El niño volvió la cabeza hacia el ayuntamiento: dos guardias civiles traían a una mujer que apenas se defendía, sin dar gritos, seguida por una reata de chiquillos.
Sabía quién era la mujer. Decían que era la más pobre del pueblo. Vivía con sus críos en una chinera abandonada, se llamaba Concepción (Concha en diminutivo), no tenía marido -sus hijos no conocían a su padre o a sus padres-; era trapera pero trabajaba donde podía, había tenido la sensatez de cerrar los ojos cada vez que se abría de piernas ante un hombre. Toda su prole se le parecía, una suerte para los padres desconocidos.
La pareja de guardias civiles y la trapera desaparecieron dentro del ayuntamiento. Hubo un gran silencio. Un grupo de curiosos se formó en el porche, pero se hicieron atrás ante los fusiles. Entonces asomó por la plaza la hija mayor de la pobre del pueblo. Llorando. Explicó que, aquella mañana en la factoría del esparto, su madre había discutido con el factor Vicente, ladrón por naturaleza (vox populi), había despotricado en su contra, y en caliente, había metido en el mismo saco y propinado injurias al alcalde, al juez de paz y al papa de Roma, ladrón por naturaleza, él también (esta vez: vox Dei). [...] En unos minutos, la mitad del pueblo se agolpaba a las puertas del ayuntamiento. Sobre todo mujeres, que daban rienda suelta al chisme mientras recomendaban a la pobre chica que se secara las lágrimas. El niño buscó con la mirada a la madre y a las hermanas, pero no, no estaban en el compacto paquete de faldas y pañuelos.
[...]
El niño no habría podido decir cuánto tiempo duró aquella espera angustiosa, pero tenía la impresión de que hacía más de un siglo, como decía la madre. Al cabo de un rato, la gente se echó de pronto en oleada hacia atrás. Como al ver algo atroz. Las mujeres se taparon la cara con las manos, los hombres volvieron la espalda. Hombres y mujeres como agobiados por un peso insoportable.
Con ojos atentos, que se achicaron hasta hacerse minúsculos, el niño escudriñó la puerta del ayuntamiento. Vio salir a la pobre del pueblo, Concha la trapera. Sola, la cabeza monda como una piojosa. Temblaba. Los brazos colgándole a lo largo del cuerpo como harapos. En sus pupilas, el desvarío había suplantado la mirada. Pero no lloraba. No veía a nadie.

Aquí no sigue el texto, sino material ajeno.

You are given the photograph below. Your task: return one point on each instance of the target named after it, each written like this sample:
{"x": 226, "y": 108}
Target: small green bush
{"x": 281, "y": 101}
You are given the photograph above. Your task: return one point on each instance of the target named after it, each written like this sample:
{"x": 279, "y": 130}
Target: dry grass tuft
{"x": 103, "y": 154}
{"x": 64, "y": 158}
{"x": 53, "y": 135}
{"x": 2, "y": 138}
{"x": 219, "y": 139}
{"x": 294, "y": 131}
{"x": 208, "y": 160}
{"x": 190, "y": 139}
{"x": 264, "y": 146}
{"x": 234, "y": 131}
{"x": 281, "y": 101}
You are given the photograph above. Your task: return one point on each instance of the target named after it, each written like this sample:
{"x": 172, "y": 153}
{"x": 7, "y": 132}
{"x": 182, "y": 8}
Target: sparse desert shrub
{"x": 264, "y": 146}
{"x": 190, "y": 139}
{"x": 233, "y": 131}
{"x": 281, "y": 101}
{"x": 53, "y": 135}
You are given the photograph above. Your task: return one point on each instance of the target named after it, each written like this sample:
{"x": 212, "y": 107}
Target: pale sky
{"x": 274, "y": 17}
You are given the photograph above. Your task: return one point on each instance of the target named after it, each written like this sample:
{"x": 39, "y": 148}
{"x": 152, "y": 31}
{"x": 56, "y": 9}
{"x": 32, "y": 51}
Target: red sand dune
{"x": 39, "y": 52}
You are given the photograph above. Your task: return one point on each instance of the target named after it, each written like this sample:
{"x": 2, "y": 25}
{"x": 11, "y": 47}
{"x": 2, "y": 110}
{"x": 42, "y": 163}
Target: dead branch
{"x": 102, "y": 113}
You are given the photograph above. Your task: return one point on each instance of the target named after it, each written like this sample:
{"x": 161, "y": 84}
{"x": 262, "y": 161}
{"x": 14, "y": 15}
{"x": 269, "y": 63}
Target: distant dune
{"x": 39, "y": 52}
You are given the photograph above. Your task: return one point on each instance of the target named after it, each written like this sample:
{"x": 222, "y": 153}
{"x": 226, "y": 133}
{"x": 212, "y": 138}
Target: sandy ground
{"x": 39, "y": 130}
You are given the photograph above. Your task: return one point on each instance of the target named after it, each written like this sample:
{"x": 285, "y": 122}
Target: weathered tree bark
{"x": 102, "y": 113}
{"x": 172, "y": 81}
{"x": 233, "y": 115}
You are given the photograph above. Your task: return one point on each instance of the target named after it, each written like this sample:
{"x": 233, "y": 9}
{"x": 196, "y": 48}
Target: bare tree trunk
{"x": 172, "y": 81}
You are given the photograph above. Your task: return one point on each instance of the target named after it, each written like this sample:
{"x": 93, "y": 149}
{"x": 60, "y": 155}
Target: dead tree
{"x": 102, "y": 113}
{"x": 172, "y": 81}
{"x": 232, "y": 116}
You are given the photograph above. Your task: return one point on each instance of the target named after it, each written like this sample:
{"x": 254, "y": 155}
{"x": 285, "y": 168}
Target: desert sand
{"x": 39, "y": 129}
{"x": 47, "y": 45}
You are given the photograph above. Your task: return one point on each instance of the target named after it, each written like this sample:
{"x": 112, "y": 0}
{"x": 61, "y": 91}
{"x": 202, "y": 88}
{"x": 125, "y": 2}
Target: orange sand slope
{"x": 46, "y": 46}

El hermano mayor lo apretó contra sí, su ancha mano de hombre tapándole la cara para que no viera ese acto autoritario que los vencedores llamaban un acto de justicia. Pero él lo vio. El niño vio a la gente irse deprisa, huyendo de la pobre del pueblo, de la mujer rapada, Concha la trapera. Él sentía ganas de vomitar, lloraba de impotencia. [...] La mirada humilde se posaba con frialdad en la más humilde del pueblo, Concha la trapera, rapada [...] Ésta, la mujer rapada, miraba huir a la gente. Poco a poco, pareció que venía en sí. Se puso roja, luego lívida. Esa gente con la que había vivido toda la vida la abandonaba. El niño sintió su vergüenza como una acusación. [...]
Él, mota de polvo en un universo solitario, se acercó a la mujer rapada y le tendió la mano, a la que se agarró como una náufraga. Caminaron juntos, la mujer rapada y el niño. Un niño de seis años que, en ese día de barbarie, deseó un sino duro para su pueblo; para todos, vencedores y vencidos.
Agustín Gómez Arcos, El niño pan (traducción y prólogo M. Carmen Molina Romero), Barcelona, Cabaret Voltaire, 2011.